The authors of the report blame Emaar’s ongoing malaise, which has seen the stock gain just 40 fils in the past 12 months, on sales by retail investors who fail to comprehend the company’s potential.
The company is currently trading at a net asset value that prices in a Dubai property crash, something HSBC describes as highly unlikely.
“We think institutional involvement and improving corporate communication should lead to a strong recovery,” HSBC said in a report on the status of Emaar and its share value.
Emaar closed up 6.6 per cent at Dh12.10 yesterday.
Last year, the market was euphoric about Abu Dhabi players (Aldar, Sorouh) and nervous about an oversupply of real estate in Dubai. In reality, the two markets are essentially one.
But while Aldar and Sorouh have yet to build a track record, Emaar is a global player.
And with 50 per cent of housing controlled by the government, supply can be managed to match demand.
Even if the market were to melt down in Dubai and the company cancelled all future projects and halted construction on unsold developments, theoretically only Dh8.5 would be taken off the target price and Dh6.4 off the estimated 2008 NAV.
The report conveys that most of the negative news is already in the price. The shares-for-land swap has been called off.

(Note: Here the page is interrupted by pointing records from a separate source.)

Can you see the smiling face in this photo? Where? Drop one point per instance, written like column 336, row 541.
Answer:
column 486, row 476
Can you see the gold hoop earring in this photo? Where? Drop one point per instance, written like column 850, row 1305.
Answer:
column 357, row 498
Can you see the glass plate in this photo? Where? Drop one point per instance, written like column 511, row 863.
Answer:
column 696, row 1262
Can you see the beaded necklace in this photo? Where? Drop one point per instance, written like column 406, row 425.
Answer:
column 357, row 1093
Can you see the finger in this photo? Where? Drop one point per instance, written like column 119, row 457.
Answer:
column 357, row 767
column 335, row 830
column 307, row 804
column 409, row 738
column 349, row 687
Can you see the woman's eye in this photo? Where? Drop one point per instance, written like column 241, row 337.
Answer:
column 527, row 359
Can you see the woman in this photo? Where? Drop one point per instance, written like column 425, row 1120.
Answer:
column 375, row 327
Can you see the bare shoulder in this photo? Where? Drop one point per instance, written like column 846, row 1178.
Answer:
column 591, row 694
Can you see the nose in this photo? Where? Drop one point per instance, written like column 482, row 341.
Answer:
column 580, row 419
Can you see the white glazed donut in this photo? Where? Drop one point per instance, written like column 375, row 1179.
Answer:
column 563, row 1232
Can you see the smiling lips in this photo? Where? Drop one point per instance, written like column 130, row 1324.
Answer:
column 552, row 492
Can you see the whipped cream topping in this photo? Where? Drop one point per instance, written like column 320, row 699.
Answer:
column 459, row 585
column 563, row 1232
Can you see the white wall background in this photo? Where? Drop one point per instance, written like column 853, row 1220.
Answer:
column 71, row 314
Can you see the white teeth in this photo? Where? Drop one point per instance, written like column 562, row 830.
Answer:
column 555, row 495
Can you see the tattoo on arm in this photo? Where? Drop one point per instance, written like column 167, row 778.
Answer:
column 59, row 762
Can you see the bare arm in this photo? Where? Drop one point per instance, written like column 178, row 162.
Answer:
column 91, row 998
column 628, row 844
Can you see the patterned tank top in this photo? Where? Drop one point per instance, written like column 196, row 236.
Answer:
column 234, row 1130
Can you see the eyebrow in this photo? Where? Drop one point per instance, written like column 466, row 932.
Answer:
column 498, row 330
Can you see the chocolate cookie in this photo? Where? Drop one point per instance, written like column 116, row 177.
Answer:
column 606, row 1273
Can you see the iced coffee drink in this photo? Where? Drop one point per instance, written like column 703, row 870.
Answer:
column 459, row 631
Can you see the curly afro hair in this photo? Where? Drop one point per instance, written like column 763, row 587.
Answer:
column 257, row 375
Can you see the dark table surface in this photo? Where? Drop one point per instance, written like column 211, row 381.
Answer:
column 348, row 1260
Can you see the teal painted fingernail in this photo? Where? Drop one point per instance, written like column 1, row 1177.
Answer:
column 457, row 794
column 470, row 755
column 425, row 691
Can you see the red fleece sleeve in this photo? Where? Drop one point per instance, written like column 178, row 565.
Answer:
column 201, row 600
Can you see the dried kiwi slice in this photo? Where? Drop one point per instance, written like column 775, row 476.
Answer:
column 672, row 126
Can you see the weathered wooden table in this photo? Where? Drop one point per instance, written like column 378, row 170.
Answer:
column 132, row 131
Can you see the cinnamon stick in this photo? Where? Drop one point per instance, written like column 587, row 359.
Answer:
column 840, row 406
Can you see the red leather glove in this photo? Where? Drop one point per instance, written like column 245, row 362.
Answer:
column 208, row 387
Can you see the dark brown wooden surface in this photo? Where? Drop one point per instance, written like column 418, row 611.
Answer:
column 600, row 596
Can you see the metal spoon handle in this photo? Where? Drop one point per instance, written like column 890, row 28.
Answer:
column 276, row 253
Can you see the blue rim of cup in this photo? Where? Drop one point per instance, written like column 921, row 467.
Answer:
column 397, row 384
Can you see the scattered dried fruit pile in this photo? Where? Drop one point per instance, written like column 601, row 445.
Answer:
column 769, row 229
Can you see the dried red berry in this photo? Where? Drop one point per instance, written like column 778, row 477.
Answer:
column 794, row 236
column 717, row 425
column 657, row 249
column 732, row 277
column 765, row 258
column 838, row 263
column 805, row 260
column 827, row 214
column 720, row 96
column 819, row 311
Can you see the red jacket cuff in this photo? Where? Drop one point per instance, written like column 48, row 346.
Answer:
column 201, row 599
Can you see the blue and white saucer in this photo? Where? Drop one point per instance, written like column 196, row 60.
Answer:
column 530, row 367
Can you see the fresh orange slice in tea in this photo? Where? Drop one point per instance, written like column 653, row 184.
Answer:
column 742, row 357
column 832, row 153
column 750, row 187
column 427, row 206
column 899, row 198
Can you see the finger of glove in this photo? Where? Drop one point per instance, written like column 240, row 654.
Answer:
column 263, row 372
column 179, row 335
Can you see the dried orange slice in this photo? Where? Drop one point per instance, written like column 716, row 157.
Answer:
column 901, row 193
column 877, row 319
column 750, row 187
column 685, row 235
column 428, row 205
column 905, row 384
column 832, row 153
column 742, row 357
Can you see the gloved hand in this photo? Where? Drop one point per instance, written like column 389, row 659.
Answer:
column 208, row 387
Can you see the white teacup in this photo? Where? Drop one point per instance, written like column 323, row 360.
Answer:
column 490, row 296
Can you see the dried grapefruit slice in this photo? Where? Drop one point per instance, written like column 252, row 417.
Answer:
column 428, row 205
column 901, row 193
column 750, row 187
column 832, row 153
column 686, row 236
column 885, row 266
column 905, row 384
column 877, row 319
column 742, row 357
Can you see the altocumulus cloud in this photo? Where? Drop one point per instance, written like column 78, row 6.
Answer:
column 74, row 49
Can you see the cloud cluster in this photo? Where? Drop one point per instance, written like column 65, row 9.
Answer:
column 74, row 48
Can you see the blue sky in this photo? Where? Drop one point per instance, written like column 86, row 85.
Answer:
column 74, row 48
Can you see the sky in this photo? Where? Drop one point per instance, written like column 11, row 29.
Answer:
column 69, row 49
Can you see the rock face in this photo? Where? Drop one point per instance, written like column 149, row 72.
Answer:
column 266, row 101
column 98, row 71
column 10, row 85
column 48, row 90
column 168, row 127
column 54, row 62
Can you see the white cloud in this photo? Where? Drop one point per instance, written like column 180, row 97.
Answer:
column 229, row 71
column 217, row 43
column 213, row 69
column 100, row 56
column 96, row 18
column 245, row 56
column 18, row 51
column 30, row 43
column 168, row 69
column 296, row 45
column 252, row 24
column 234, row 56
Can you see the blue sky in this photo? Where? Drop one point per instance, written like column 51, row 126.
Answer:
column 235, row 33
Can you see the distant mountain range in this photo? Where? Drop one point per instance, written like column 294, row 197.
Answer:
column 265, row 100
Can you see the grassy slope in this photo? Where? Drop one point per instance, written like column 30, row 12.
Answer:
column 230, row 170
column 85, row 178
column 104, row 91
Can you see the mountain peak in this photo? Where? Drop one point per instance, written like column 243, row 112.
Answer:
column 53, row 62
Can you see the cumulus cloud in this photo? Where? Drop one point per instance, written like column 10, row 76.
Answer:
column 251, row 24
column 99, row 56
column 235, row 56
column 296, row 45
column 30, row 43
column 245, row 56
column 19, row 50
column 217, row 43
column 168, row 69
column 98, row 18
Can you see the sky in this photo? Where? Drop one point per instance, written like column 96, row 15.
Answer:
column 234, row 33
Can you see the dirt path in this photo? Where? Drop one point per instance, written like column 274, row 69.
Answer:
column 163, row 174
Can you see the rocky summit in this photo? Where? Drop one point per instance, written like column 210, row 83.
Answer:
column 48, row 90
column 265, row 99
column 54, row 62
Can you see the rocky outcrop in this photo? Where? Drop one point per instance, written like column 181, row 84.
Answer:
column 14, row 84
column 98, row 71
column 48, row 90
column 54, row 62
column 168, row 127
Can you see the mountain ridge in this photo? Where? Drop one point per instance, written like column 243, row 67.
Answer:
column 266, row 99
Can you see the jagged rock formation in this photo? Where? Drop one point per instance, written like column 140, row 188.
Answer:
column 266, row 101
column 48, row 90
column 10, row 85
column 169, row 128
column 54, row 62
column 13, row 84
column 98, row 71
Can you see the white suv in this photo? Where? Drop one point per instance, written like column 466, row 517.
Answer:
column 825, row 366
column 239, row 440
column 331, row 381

Negative earnings revisions – margins to bottom in Q2 2008, it is estimated – should be over. And the Indian IPO was postponed and a lower-than-expected dividend payout has already been made.
The current price seems to ignore potential margin recovery and foreign subsidiaries, HSBC found. Emaar is valued at Dh23, implying a potential total return of 102 per cent. As a result, margins are expected to bottom out in 2008 and should progressively improve over the coming years.
However, increased contributions from other emerging markets (Egypt, Morocco, KSA) are expected to mitigate the struggling US business.